Hondo H asks: The NFL wants to protect quarterbacks from injury. So why is intentional grounding so heavily penalized? It's 10 yards AND loss of down. Knocking out a player with a helmet-to-head hit is lesser penalized. Why not make intentional grounding just a 10-yard penalty, with no loss of down?
Sully: I agree with you. There have been some controversial grounding calls lately – a critical one on Cam Newton in the wild-card game and a bad call on Cousins in November. I wouldn't do away with the rule, but it should be more liberally interpreted so QBs don't put themselves into physical danger.
I've never understood why teams lose 10 yards and the down.
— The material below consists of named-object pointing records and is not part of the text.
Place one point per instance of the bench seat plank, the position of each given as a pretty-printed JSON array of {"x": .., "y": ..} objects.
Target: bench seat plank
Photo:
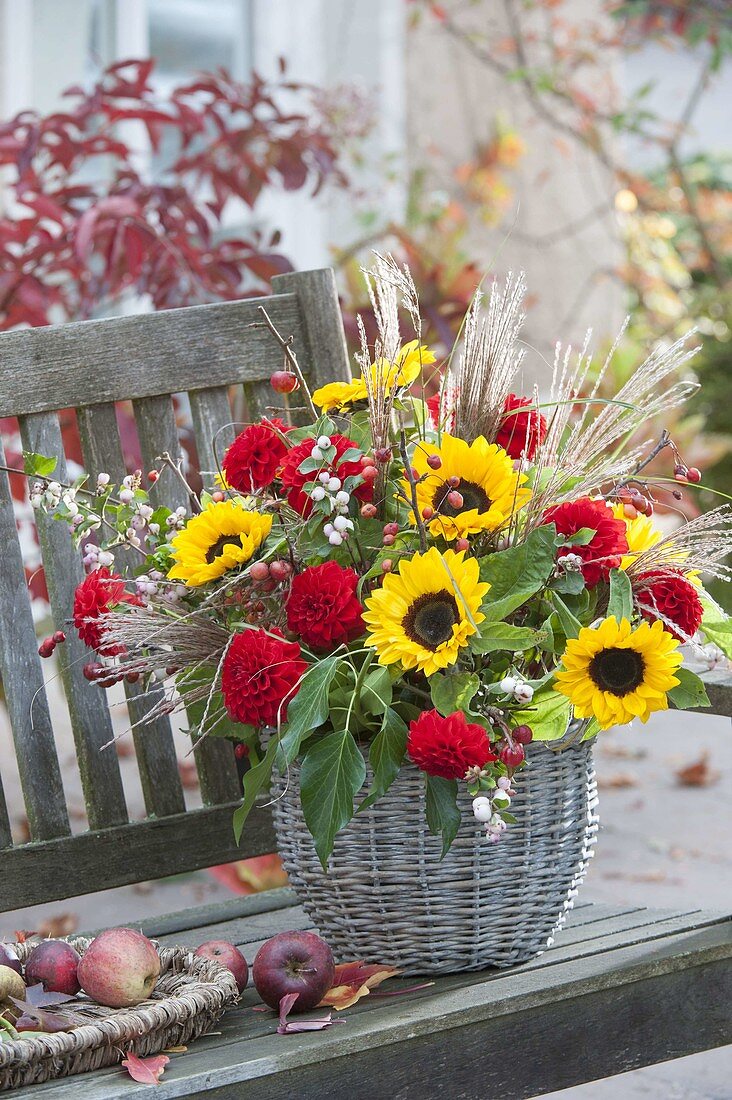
[{"x": 615, "y": 992}]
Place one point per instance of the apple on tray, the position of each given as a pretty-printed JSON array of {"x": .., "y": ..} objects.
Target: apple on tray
[
  {"x": 294, "y": 963},
  {"x": 119, "y": 968},
  {"x": 229, "y": 956}
]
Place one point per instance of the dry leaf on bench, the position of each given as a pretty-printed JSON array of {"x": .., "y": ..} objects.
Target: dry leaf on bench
[{"x": 145, "y": 1070}]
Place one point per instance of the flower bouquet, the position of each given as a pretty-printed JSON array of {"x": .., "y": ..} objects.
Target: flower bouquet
[{"x": 413, "y": 615}]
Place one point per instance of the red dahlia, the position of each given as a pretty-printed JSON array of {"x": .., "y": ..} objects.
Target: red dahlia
[
  {"x": 293, "y": 480},
  {"x": 521, "y": 432},
  {"x": 260, "y": 675},
  {"x": 665, "y": 594},
  {"x": 447, "y": 747},
  {"x": 608, "y": 545},
  {"x": 254, "y": 457},
  {"x": 323, "y": 607},
  {"x": 98, "y": 593}
]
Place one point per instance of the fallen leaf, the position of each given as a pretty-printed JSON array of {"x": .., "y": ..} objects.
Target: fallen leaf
[
  {"x": 292, "y": 1027},
  {"x": 354, "y": 980},
  {"x": 145, "y": 1070},
  {"x": 59, "y": 924},
  {"x": 698, "y": 773}
]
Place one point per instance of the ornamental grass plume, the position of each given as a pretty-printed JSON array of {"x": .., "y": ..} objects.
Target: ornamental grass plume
[{"x": 428, "y": 584}]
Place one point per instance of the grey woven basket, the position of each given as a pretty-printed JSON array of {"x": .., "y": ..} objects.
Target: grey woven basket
[
  {"x": 388, "y": 897},
  {"x": 189, "y": 998}
]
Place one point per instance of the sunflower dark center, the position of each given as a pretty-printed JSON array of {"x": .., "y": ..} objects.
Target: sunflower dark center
[
  {"x": 618, "y": 671},
  {"x": 474, "y": 497},
  {"x": 220, "y": 545},
  {"x": 430, "y": 618}
]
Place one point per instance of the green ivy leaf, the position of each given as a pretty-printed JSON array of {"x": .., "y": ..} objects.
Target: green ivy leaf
[
  {"x": 517, "y": 573},
  {"x": 690, "y": 692},
  {"x": 452, "y": 691},
  {"x": 385, "y": 756},
  {"x": 308, "y": 708},
  {"x": 621, "y": 595},
  {"x": 443, "y": 812},
  {"x": 547, "y": 714},
  {"x": 254, "y": 780},
  {"x": 495, "y": 636},
  {"x": 332, "y": 772},
  {"x": 39, "y": 465}
]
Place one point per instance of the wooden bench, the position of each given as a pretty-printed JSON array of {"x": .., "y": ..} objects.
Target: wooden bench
[{"x": 618, "y": 990}]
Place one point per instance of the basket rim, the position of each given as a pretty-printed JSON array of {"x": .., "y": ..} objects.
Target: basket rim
[{"x": 216, "y": 991}]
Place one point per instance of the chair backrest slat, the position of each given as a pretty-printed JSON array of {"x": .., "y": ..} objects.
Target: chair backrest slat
[
  {"x": 153, "y": 739},
  {"x": 211, "y": 424},
  {"x": 24, "y": 691},
  {"x": 201, "y": 351},
  {"x": 87, "y": 706}
]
A 10-yard penalty seems punishment enough. Grounding isn't that common, but it often happens on third down. Does the NFL want more punts?
Carl Gillmeister asks: With the addition of Brian Daboll, and his history with Jimmy Garoppolo, any chance the Bills go after him in free agency?
Sully: Garoppolo isn't going anywhere soon. He'll be an unrestricted free agent, but the Niners can either franchise him or sign him to a long-term extension in the $100 million range. Either way, he's seen as a lock to be San Francisco's starter next season.
Garoppolo was terrific after being traded from the Pats to the Niners, going 5-0 down the stretch. I imagine he'll be eager to build on that next year in San Fran. Daboll was the tight ends coach when he and Garoppolo were in New England. There's hardly enough history to entice Garoppolo to Buffalo.
Bob Shivinsky asks: If you had to choose, a basketball team or hockey team for our city?
Sully: I've said many times that I would trade the Bills AND Sabres for an NBA franchise. That's how much I love the league. If I had to choose between the other two, I'd go with the NFL.
Bob's email included the message "Honor the Buffalo Braves." The issue of honoring Buffalo's NBA heritage at the downtown arena has come up numerous times in the past. Sabres management feels it's just a small minority of old basketball fans who care.